After a half hour or so of being unable to clearly communicate, it finally came out.
I was frustrated because I felt like God wasn’t speaking to me.
At least, not lately. I’ve only begun to share here how God has taught me through pictures, everyday life occurences, and I wasn’t seeing any of that. I would sometimes try to force some meaning into something that happened, but I knew it was me and not God.
So, my husband started sharing with me how he had felt God was speaking to him lately. He began with the fact that he used to feel God spoke to him mostly through the Bible, which is wonderful.Recently though, he has felt like God has used me to speak to him, our new little baby, people at work and church, and ongoing events in both our lives.

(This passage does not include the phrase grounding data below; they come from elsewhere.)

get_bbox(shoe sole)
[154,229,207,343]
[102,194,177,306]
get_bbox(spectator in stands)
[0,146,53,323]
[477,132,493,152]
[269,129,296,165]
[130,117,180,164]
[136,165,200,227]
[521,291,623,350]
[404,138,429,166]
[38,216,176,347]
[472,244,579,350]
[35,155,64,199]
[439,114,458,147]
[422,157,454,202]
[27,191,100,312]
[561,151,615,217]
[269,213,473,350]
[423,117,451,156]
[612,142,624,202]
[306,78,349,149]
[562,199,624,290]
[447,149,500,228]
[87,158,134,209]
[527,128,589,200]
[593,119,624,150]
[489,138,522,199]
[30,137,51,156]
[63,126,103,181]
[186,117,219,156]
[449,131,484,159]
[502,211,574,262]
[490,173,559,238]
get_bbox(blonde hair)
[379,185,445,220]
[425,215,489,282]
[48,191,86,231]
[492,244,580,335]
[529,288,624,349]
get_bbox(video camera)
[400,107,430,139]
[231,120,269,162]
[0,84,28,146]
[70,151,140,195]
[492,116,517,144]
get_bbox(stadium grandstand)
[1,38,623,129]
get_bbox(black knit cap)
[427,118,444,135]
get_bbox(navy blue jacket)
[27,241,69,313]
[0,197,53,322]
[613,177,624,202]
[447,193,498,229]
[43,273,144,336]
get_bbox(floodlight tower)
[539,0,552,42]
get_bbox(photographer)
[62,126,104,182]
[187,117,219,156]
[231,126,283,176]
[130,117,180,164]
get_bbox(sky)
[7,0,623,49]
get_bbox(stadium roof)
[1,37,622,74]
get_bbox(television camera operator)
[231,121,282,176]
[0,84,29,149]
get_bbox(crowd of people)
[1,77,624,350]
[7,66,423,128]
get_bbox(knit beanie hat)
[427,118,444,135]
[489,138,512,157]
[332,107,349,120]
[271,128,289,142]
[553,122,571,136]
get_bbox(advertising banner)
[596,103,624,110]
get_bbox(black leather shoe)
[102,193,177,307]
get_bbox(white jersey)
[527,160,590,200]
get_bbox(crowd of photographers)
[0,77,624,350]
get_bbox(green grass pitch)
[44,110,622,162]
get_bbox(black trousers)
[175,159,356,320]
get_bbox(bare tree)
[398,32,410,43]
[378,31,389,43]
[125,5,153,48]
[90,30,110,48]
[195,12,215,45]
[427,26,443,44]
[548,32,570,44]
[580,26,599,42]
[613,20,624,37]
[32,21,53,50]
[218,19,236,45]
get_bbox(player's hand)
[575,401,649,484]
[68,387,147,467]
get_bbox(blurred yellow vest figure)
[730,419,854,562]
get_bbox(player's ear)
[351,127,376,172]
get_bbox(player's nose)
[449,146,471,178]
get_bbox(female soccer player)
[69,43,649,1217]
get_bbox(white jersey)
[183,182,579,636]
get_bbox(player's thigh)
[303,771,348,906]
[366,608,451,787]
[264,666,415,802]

I didn’t want to hear this as encouragement. It wasn’t spiritual enough. My train of thought was, “God has spoken to me this way and that’s how it will be.” My reaction as he pointed out ways that he had grown and things he had said to me that had made me grow was to shrug it all off. I likened it all to coincidence.
But, but he is right. C.S. Lewis writes in his book “The Lion, The Witch, and The Wardrobe, which tells the story of four children entering another, sort of magical, world,
“No,” he [the professor] said, “I don’t think it will be any good trying to go back through the wardrobe door to get the coats. You won’t get into Narnia again by that route.”

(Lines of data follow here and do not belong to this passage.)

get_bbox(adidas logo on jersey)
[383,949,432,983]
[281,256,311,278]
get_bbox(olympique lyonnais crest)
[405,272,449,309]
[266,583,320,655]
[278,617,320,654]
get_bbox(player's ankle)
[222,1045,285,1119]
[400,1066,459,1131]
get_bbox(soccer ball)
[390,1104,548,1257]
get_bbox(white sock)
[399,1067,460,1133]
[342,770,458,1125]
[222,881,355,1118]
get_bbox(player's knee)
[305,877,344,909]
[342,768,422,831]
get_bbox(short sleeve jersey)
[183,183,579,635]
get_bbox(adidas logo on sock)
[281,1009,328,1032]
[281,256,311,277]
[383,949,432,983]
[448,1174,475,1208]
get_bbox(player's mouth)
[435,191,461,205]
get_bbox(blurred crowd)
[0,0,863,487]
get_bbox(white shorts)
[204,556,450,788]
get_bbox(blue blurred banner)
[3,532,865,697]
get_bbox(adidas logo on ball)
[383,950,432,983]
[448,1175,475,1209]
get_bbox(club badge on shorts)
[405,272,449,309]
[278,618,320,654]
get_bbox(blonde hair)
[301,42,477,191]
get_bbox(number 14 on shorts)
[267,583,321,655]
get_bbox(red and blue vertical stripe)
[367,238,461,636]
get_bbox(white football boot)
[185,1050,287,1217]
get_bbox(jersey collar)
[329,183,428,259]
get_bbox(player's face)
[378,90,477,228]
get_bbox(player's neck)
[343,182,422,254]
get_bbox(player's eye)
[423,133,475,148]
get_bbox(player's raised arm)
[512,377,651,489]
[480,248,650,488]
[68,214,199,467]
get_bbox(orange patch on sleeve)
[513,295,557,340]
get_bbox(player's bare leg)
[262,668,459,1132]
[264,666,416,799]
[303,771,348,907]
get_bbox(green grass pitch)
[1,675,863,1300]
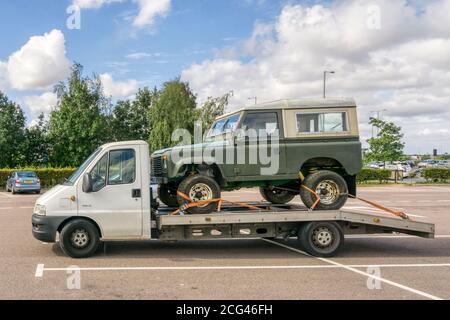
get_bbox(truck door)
[77,147,143,238]
[236,111,286,177]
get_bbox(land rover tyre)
[60,219,100,258]
[158,184,179,207]
[259,187,296,204]
[177,175,221,214]
[298,221,344,257]
[300,170,348,210]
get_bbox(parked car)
[6,171,41,194]
[152,98,363,214]
[418,160,438,168]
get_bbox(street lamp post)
[370,109,388,138]
[323,71,335,99]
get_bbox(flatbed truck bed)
[154,203,435,257]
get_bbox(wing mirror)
[82,173,93,193]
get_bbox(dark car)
[6,171,41,194]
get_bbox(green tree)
[365,118,405,164]
[0,91,26,168]
[49,64,110,167]
[111,87,156,142]
[22,113,50,167]
[149,79,197,152]
[196,93,230,135]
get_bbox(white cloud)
[23,92,58,118]
[73,0,123,9]
[125,52,161,59]
[132,0,171,28]
[181,0,450,153]
[3,29,71,91]
[100,73,139,98]
[0,61,8,92]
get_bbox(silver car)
[6,171,41,194]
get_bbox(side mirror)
[82,173,93,193]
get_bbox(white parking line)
[262,239,444,300]
[35,262,450,278]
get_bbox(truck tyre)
[298,221,344,257]
[259,187,296,204]
[158,184,179,207]
[177,175,221,214]
[300,170,348,210]
[60,219,100,258]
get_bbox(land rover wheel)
[259,187,296,204]
[177,175,221,214]
[298,221,344,257]
[158,184,179,207]
[60,219,100,258]
[300,170,348,210]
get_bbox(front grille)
[151,156,164,176]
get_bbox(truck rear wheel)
[298,221,344,257]
[259,187,296,204]
[158,184,179,207]
[177,175,221,214]
[300,170,348,210]
[60,219,100,258]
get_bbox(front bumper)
[31,214,67,243]
[151,177,169,184]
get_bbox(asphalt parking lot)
[0,186,449,300]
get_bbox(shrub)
[0,168,76,189]
[422,168,450,182]
[357,168,391,184]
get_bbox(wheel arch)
[57,216,103,238]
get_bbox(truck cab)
[32,141,153,257]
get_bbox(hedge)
[0,168,76,189]
[357,168,391,184]
[422,168,450,182]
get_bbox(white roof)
[243,98,356,111]
[101,140,148,149]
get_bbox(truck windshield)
[206,114,240,141]
[63,148,102,186]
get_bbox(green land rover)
[151,98,363,214]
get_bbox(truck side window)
[242,112,279,138]
[108,149,136,185]
[90,154,108,192]
[297,112,348,133]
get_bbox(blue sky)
[1,0,284,98]
[1,0,450,154]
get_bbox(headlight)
[34,204,47,216]
[163,155,168,170]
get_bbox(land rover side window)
[90,154,108,192]
[243,112,279,137]
[208,119,226,137]
[223,114,240,134]
[108,149,136,185]
[296,112,348,133]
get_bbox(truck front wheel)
[300,170,348,210]
[259,187,296,204]
[158,183,179,207]
[298,221,344,257]
[60,219,100,258]
[177,175,221,214]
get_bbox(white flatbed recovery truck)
[31,141,435,258]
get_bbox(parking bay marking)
[35,262,450,277]
[262,239,444,300]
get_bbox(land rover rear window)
[296,112,348,133]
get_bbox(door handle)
[132,189,141,198]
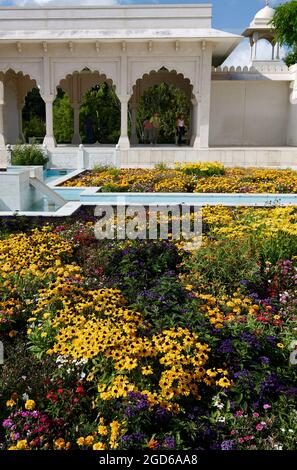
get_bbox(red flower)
[75,386,85,396]
[46,392,58,402]
[57,388,64,394]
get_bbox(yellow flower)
[84,435,94,446]
[93,442,106,450]
[277,343,285,349]
[98,425,108,436]
[216,377,232,388]
[76,437,85,446]
[185,285,193,291]
[141,366,153,376]
[16,440,28,450]
[54,438,65,450]
[6,399,16,408]
[8,446,18,450]
[25,399,35,410]
[8,330,17,338]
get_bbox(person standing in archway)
[176,114,186,146]
[143,116,153,144]
[150,112,160,145]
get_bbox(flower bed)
[62,164,297,194]
[0,207,296,450]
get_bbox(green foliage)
[53,88,74,143]
[11,144,48,166]
[22,88,45,142]
[22,116,45,142]
[185,238,261,294]
[80,83,121,144]
[176,162,226,177]
[272,1,297,66]
[137,83,190,143]
[154,162,170,170]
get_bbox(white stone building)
[0,2,296,168]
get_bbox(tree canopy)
[272,0,297,66]
[137,83,190,143]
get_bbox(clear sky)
[0,1,287,34]
[0,0,288,65]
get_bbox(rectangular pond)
[53,189,297,206]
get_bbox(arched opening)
[22,87,45,143]
[0,70,39,145]
[130,68,194,146]
[253,38,277,61]
[58,69,120,145]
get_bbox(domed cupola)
[242,1,280,63]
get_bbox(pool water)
[27,198,62,212]
[53,189,297,206]
[44,169,75,183]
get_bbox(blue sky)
[0,1,286,34]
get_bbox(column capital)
[118,94,131,104]
[41,94,56,104]
[71,102,81,110]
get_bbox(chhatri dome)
[250,1,275,27]
[242,1,279,62]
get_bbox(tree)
[272,0,297,66]
[53,88,73,143]
[79,83,121,144]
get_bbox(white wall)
[209,81,290,146]
[287,101,297,146]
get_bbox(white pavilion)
[0,2,296,169]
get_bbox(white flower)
[273,444,283,450]
[216,403,224,409]
[217,416,226,423]
[22,393,29,401]
[288,429,294,433]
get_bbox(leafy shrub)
[11,144,48,167]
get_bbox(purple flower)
[2,419,13,429]
[234,369,250,379]
[221,440,235,451]
[163,436,175,449]
[260,356,270,365]
[136,399,149,411]
[154,407,172,423]
[124,406,135,418]
[241,332,261,350]
[122,432,146,443]
[266,335,276,343]
[217,339,234,354]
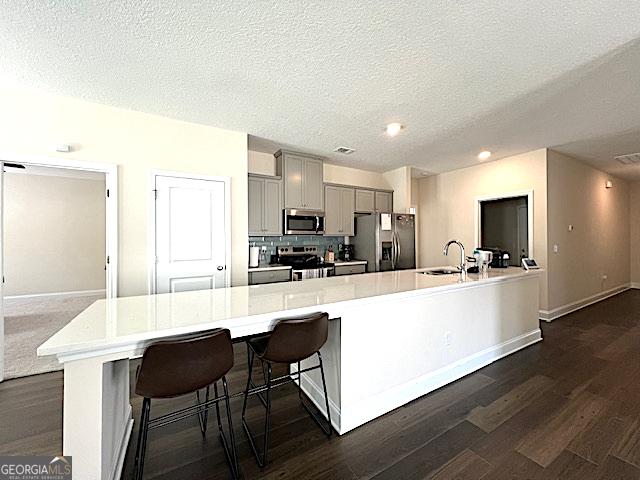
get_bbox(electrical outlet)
[553,244,559,253]
[602,274,608,281]
[444,332,452,347]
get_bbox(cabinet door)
[355,189,375,213]
[341,187,355,236]
[375,191,392,213]
[248,176,264,235]
[324,186,342,235]
[263,178,282,235]
[284,154,304,209]
[303,158,324,210]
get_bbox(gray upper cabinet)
[375,191,393,213]
[303,158,324,210]
[248,176,264,235]
[278,150,325,210]
[263,179,282,234]
[248,174,283,236]
[341,187,355,235]
[355,189,375,213]
[324,185,354,236]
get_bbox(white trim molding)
[539,284,630,322]
[631,282,640,290]
[4,289,106,301]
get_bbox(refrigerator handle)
[392,231,398,269]
[396,231,401,267]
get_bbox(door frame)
[148,170,231,294]
[0,153,118,382]
[474,189,534,258]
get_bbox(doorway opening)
[0,156,117,381]
[476,191,533,266]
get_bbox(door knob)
[217,266,224,271]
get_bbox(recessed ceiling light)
[385,123,403,137]
[478,150,492,160]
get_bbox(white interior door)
[155,175,229,294]
[0,162,4,382]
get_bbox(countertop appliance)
[341,244,355,261]
[352,213,415,272]
[284,209,325,235]
[481,247,510,268]
[276,245,333,281]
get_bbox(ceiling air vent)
[333,147,356,155]
[614,153,640,165]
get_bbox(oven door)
[284,209,325,235]
[292,267,331,281]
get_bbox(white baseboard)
[538,284,630,322]
[631,282,640,290]
[4,289,106,301]
[109,406,133,480]
[298,329,542,435]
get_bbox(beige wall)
[323,163,391,190]
[547,151,630,310]
[4,172,106,296]
[632,182,640,286]
[417,149,549,310]
[0,86,248,296]
[248,150,277,176]
[383,166,412,213]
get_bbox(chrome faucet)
[443,240,466,273]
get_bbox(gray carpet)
[3,293,104,379]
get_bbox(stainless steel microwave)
[284,209,325,235]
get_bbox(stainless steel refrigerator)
[352,213,415,272]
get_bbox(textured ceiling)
[2,1,640,176]
[553,130,640,181]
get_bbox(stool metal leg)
[219,377,240,478]
[133,397,151,480]
[318,351,332,436]
[242,356,273,468]
[195,385,210,436]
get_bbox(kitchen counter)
[39,267,537,359]
[248,264,292,272]
[38,266,542,479]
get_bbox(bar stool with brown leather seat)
[241,311,332,467]
[133,328,239,480]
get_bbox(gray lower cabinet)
[333,264,366,276]
[355,189,375,213]
[324,185,354,236]
[248,269,291,285]
[375,191,393,213]
[248,175,283,236]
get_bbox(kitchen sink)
[418,267,462,275]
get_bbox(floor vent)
[614,153,640,165]
[333,147,356,155]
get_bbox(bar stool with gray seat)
[241,311,332,467]
[133,328,239,480]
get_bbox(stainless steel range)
[276,246,333,281]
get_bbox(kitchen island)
[38,267,542,480]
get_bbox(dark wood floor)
[3,290,640,479]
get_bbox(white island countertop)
[38,267,541,360]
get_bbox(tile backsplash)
[249,235,345,260]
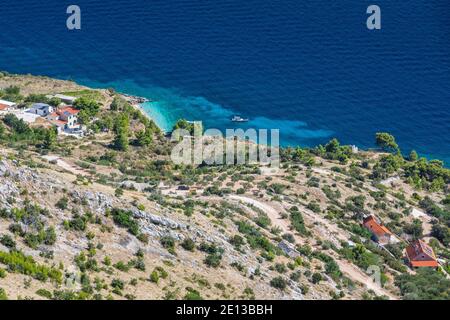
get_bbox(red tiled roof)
[410,260,439,267]
[0,104,10,110]
[57,106,79,115]
[406,240,438,267]
[363,215,392,237]
[49,119,67,126]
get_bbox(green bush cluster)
[110,208,140,236]
[0,288,7,300]
[235,220,278,260]
[198,242,224,268]
[1,114,53,146]
[395,268,450,300]
[270,276,287,290]
[0,250,62,283]
[289,207,308,235]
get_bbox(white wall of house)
[66,115,78,128]
[28,104,54,116]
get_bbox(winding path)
[227,195,397,300]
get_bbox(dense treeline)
[395,268,450,300]
[0,113,56,148]
[281,132,449,192]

Just as the professor says to the children that they will get back to Narnia but just not in that way, so I too must remember that God will not always speak to me in the same way. This should lead me to be a better listener. I should not downplay ways that God may be speaking to me just because the avenue is new to me. God is a brilliant teacher and like good teachers He will use many ways of teaching students until they understand the lesson.